Niente regali alle mafie: i beni confiscati sono cosa nostra!

Vendere i beni confiscati alle Mafie significa ridarglieli indietro. Perchè oggi mafia,'ndrangheta  e camorra dispongono di una grande liquidità monetaria  e perché,nelle zone dove i beni vengono confiscati (e quindi sarebbero messi all'asta) hanno ancora un tale controllo del territorio da poter  controllare ed inquinare anche le aste giudiziarie, al di là delle volontà e delle garanzie offerte dai Prefetti. Per questo Articolo21 aderisce all'appello di Don Ciotti e di Libera, aggiungendo un ulteriore appello: come già si fece in occasione della raccolta di firme per ottenere la legge sulla confisca dei beni mafiosi, tutti i giornali, telegiornali e radio italiane pubblichino articoli ed inchieste sulla modifica introdotta dalla Finanziaria al Senato e su quali effetti avrebbe se fosse approvata anche alla Camera.  Una giornata di mobilitazione dell'informazione per spiegare ai cittadini cosa succede "fare cassa" con queste vendite dei beni confiscati e non ancora assegnati. Una giornata di mobilitazione che comincia ora con l'adesione, di singole persone e di associazioni, all'appello di Don Ciotti ed alle prossime mobilitazioni di Libera in tutta Italia.
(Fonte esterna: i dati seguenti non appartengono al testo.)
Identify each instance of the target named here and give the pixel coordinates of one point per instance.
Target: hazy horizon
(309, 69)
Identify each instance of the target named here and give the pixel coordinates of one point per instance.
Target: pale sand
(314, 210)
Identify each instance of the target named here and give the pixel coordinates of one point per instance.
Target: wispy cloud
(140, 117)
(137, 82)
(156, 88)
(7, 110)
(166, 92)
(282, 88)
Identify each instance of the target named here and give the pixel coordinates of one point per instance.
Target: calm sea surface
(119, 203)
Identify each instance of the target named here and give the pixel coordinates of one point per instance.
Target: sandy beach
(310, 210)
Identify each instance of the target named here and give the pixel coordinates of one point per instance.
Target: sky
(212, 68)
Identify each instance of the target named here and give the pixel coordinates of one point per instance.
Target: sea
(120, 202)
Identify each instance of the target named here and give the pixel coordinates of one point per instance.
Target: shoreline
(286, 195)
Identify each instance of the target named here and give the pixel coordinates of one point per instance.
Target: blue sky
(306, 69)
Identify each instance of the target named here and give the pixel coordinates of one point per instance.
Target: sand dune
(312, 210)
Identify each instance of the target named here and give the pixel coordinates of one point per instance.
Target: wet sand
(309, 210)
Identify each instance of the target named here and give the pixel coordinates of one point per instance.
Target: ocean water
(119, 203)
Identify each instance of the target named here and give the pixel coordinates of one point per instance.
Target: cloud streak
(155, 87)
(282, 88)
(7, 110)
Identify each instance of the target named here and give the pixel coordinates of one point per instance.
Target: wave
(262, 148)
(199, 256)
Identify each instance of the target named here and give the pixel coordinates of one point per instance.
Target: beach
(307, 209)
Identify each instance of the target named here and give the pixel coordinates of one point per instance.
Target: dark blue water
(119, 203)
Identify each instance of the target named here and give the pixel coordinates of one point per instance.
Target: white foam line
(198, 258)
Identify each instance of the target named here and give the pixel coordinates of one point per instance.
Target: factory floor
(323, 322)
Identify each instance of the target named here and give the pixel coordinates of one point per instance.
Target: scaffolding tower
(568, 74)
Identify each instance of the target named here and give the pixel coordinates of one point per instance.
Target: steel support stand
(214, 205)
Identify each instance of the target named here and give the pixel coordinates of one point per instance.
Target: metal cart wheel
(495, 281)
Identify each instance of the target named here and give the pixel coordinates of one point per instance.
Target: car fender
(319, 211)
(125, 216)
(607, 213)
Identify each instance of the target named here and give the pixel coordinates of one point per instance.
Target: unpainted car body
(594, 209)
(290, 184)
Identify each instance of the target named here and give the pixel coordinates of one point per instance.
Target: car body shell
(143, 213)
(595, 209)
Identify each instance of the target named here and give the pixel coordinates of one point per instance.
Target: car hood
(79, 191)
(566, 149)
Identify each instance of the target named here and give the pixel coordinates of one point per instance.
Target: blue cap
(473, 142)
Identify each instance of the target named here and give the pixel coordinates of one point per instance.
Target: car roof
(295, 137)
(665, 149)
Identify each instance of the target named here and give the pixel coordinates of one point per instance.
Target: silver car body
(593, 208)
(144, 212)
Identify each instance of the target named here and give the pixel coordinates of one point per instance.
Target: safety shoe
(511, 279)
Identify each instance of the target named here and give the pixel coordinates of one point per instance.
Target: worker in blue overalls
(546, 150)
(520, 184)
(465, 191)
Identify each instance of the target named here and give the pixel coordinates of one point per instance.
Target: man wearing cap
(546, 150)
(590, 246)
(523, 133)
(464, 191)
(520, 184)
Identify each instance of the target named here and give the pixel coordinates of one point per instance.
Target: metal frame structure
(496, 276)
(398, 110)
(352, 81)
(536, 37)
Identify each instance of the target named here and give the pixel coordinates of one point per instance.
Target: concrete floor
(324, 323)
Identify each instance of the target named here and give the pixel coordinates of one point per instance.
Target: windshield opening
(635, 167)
Firma l'appello di Libera per bloccare la vendita dei beni confiscati!

L'appello di Libera
Tredici anni fa, oltre un milione di cittadini firmarono la petizione che chiedeva al Parlamento di approvare la legge per l'uso sociale dei beni confiscati alle mafie. Un appello raccolto da tutte le forze politiche, che votarono all'unanimità le legge 109/96. Si coronava, così, il sogno di chi, a cominciare da Pio La Torre, aveva pagato con la propria vita l'impegno per sottrarre ai clan le ricchezze accumulate illegalmente. Oggi quell'impegno rischia di essere tradito. Un emendamento introdotto in Senato alla legge finanziaria, infatti, prevede la vendita dei beni confiscati che non si riescono a destinare entro tre o sei mesi. E’ facile immaginare, grazie alle note capacità delle organizzazioni mafiose di mascherare la loro presenza, chi si farà avanti per comprare ville, case e terreni appartenuti ai boss e che rappresentavano altrettanti simboli del loro potere, costruito con la violenza, il sangue, i soprusi, fino all'intervento dello Stato. La vendita di quei beni significherà una cosa soltanto: che lo Stato si arrende di fronte alle difficoltà del loro pieno ed effettivo riutilizzo sociale, come prevede la legge. E il ritorno di quei beni nelle disponibilità dei clan a cui erano stati sottratti, grazie al lavoro delle forze dell'ordine e della magistratura, avrà un effetto dirompente sulla stessa credibilità delle istituzioni. Per queste ragioni chiediamo al governo e al Parlamento di ripensarci e di ritirare l'emendamento sulla vendita dei beni confiscati. Si rafforzi, piuttosto, l'azione di chi indaga per individuare le ricchezze dei clan. S'introducano norme che facilitano il riutilizzo sociale dei beni e venga data concreta attuazione alla norma che stabilisce la confisca di beni ai corrotti. E vengano destinate innanzitutto ai familiari delle vittime di mafia e ai testimoni di giustizia i soldi e le risorse finanziarie sottratte alle mafie. Ma non vendiamo quei beni confiscati che rappresentano il segno del riscatto di un'Italia civile, onesta e coraggiosa. Perché quei beni sono davvero tutti “cosa nostra”.